E così, eccoti in mezzo alla gradinata, o per meglio dire spostato verso la curva est, dove ci sono facce note, dove ritrovi pezzi di un passato rossonero carico di ricordi. Vedi Maida, la irriducibile moglie di Beppe Lorenzini, e ti viene in mente Civitavecchia, dove, sotto un sole africano, si consumò il primo vero riscatto rossonero, con una zampata di Tano Salvi, uno che per chi scrive continua a dare brividi solo a nominarlo. Eravamo accanto a scandire i minuti che mancavano alla fine, trattenendo il respiro, guardandoci senza parlare, ben consci che quel giorno poteva significare la fine dell'inferno della C2. Vedi il gruppo della Vecchia Guardia, un manipolo di eterni giovani gogliardi, di quelli che la Lucchese se la portano a letto. Ci vivono affianco, notte e giorno. Per una vita. Insomma, un matrimonio in piena regola, altro che Pacs. Giri lo sguardo e vedi l'amico di sempre, Alessandro, cento e cento partite insieme tra Lucchese e Nazionale. Tante delusioni in comune, ma anche qualche gioia irrefrenabile. E pensi al gol di Simonetta contro l'Empoli, una zampata magica che apre le porte della serie B con Alessandro sfigurato in un urlo beluino. Con l'ictus a portata di mano. A volte ti chiedi che sottile magia produca il calcio per riuscire a trasfigurare persone assolutamente tranquille, persino disincantate nella vita di tutti i giorni, ma che ritrovano il bambino che c'è in ognuno di noi quando sono accanto a un terreno verde. E quando su questo sgambettano ventidue persone. Ti senti chiamare e vedi un altro Alessandro, il tuo dentista, una vita in rossonero."Sono venuto, non potevo mancare". Figlie e moglie lasciate a casa. Poi un elenco di presunti tiepidi, quelli che di delusioni ne hanno collezionate a bizzeffe, che quando li incontri ti dicono "no, basta, tanto non si va da nessuna parte neanche quest'anno". Ma che quando c'è da stringersi al fianco nei momenti chiave non mancano mai. Il richiamo della foresta, pardon della pantera.

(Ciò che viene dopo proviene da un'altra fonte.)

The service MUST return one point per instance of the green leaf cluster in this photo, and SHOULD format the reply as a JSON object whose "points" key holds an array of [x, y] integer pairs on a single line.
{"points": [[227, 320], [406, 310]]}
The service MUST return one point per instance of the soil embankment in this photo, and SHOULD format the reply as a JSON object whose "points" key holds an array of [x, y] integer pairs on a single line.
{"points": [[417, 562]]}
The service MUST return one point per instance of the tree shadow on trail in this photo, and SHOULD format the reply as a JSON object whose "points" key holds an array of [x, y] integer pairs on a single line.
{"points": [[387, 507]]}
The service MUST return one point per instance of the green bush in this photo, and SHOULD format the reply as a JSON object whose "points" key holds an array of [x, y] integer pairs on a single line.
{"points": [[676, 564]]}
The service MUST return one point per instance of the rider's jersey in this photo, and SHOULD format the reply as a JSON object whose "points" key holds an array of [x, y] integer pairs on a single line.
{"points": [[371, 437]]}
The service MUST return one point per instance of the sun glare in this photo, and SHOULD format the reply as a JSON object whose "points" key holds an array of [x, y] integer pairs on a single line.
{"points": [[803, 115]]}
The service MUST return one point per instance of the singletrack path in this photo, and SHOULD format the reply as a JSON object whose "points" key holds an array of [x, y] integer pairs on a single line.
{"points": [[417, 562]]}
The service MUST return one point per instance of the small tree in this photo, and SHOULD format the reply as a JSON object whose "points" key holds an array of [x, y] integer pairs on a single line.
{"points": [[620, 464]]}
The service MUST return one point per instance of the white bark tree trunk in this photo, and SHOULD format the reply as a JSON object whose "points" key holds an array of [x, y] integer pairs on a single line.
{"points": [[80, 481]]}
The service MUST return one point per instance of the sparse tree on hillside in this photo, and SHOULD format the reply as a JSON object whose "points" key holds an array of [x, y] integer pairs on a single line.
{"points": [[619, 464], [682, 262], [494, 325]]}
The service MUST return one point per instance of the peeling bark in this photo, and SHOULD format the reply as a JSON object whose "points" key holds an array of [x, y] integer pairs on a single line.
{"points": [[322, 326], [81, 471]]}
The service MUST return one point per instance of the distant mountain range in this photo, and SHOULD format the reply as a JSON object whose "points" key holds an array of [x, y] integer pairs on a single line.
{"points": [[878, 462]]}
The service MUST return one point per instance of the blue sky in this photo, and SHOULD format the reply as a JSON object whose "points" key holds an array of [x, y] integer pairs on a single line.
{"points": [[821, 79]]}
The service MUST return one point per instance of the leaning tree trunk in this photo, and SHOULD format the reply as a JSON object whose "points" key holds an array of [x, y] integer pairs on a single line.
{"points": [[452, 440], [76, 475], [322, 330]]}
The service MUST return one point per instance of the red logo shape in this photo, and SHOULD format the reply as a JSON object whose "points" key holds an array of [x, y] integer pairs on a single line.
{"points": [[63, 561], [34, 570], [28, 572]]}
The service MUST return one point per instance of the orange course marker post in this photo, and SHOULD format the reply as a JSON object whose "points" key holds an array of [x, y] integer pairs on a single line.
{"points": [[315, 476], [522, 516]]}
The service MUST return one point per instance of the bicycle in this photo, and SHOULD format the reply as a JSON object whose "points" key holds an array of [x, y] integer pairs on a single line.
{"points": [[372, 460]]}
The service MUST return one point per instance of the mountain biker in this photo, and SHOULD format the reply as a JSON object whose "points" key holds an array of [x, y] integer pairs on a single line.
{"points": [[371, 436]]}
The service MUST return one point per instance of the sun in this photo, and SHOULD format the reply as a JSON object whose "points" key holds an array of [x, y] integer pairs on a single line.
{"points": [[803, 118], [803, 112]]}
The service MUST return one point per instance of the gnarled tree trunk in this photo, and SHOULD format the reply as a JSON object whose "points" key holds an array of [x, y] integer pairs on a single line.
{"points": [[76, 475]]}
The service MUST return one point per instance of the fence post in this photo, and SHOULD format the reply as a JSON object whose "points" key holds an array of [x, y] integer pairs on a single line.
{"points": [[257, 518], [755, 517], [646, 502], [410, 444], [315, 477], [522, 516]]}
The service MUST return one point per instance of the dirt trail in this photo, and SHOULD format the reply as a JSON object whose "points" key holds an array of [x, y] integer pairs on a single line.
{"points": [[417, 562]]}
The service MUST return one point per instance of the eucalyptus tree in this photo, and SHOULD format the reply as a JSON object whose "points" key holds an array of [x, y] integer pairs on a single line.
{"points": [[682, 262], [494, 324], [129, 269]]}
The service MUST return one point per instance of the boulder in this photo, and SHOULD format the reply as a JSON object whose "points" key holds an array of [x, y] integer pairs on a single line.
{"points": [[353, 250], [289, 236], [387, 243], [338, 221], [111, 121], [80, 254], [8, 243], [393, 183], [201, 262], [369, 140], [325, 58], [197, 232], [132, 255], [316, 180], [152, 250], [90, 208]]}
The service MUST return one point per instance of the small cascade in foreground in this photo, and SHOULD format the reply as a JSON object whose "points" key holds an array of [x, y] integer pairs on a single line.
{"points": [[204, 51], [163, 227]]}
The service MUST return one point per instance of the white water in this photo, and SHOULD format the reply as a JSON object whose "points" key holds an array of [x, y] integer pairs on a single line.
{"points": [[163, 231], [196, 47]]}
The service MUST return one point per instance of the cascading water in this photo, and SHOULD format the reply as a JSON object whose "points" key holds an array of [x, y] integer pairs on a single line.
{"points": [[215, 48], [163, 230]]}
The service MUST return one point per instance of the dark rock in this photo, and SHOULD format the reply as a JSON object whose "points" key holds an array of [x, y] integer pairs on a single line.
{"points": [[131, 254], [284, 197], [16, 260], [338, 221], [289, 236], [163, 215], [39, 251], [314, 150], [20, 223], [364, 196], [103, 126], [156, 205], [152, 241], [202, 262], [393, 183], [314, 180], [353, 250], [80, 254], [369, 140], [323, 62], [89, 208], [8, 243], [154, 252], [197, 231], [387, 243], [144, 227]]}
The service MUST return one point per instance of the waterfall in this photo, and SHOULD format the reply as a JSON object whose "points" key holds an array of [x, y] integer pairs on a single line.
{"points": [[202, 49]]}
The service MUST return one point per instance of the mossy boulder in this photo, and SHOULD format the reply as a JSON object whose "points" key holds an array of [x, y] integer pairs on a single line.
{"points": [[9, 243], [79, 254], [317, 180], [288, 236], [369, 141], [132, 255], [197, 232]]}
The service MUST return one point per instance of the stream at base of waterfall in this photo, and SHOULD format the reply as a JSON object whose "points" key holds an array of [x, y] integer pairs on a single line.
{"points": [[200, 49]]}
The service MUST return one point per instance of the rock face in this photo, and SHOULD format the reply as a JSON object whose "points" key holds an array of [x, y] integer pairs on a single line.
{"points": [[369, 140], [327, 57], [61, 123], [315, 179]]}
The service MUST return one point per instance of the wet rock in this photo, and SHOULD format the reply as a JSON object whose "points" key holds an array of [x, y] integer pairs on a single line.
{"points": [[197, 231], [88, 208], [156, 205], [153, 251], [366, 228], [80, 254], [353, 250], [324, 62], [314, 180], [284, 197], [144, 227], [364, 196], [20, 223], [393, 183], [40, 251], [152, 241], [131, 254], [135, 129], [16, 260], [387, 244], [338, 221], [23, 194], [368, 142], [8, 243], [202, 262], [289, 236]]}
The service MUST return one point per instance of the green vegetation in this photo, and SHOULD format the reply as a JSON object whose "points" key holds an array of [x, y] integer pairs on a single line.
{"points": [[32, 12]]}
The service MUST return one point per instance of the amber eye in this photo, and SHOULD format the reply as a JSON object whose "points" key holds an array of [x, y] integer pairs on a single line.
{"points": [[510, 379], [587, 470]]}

Lo stadio presenta un buon colpo d'occhio, niente a che fare con certe adunate oceaniche solo di pochi anni fa, per carità, ma di questi tempi più di quattromila persone non sono poche. E soprattutto si fanno sentire. Manuel Scalise, uno che dà l'anima in ogni gara, un passionale, uno entrato subito nel cuore dei tifosi, lo confessava sabato prima di partire in ritiro "Specie nel riscaldamento ti dà una carica incredibile sapere che li hai accanto. Ti trasmette forza e concentrazione. Saranno in tanti? - si domandava - Speriamo facciano un bel tifo, ci devono stare vicini". La partita scivola come tante altre questo campionato: bella Lucchese, piena di orgoglio, ma scarsamente portata a chiudere le gare, a fare del cinismo un suo punto di forza. Il gol del vantaggio ci sta tutto, ma la reazione dei grifoni non perdona. Il pari, a meno di un ennesimo acuto della volontà, è un risultato quasi inevitabile. Come inevitabile è il pensiero a questa sorta di maledizione che da diciotto anni impedisce di vivere una grande emozione collettiva quando allo stadio ci sono molti tifosi presenti. C'è chi dice colpa dei gufi, chi descrive una sorta di sortilegio che graverebbe sul Porta Elisa. Chiacchiere. La realtà è che, come nella vita, il calcio ti fa conoscere periodi neri. A volte lunghissimi. Basti pensare al Livorno, ora in serie A, ma con una sequenza di spareggi persi, di umiliazioni su campi sconosciuti, di tornei di Eccellenza sulle spalle. Oppure ti costringe all'anonimato per decenni, come è il caso del Siena, calcisticamente zero sino a che una banca - e che banca! - lo ha adottato. Ci vorrà pazienza. Ci vorrà coraggio per ingollare altri rospi. Ma quelle facce viste ieri non si arrenderanno mai. Finchè morte non ci separi, stava scritto su uno striscione di tanti anni fa. Ecco, vincere prima del trapasso e vedere di nuovo la Lucchese in serie A: è chiedere troppo?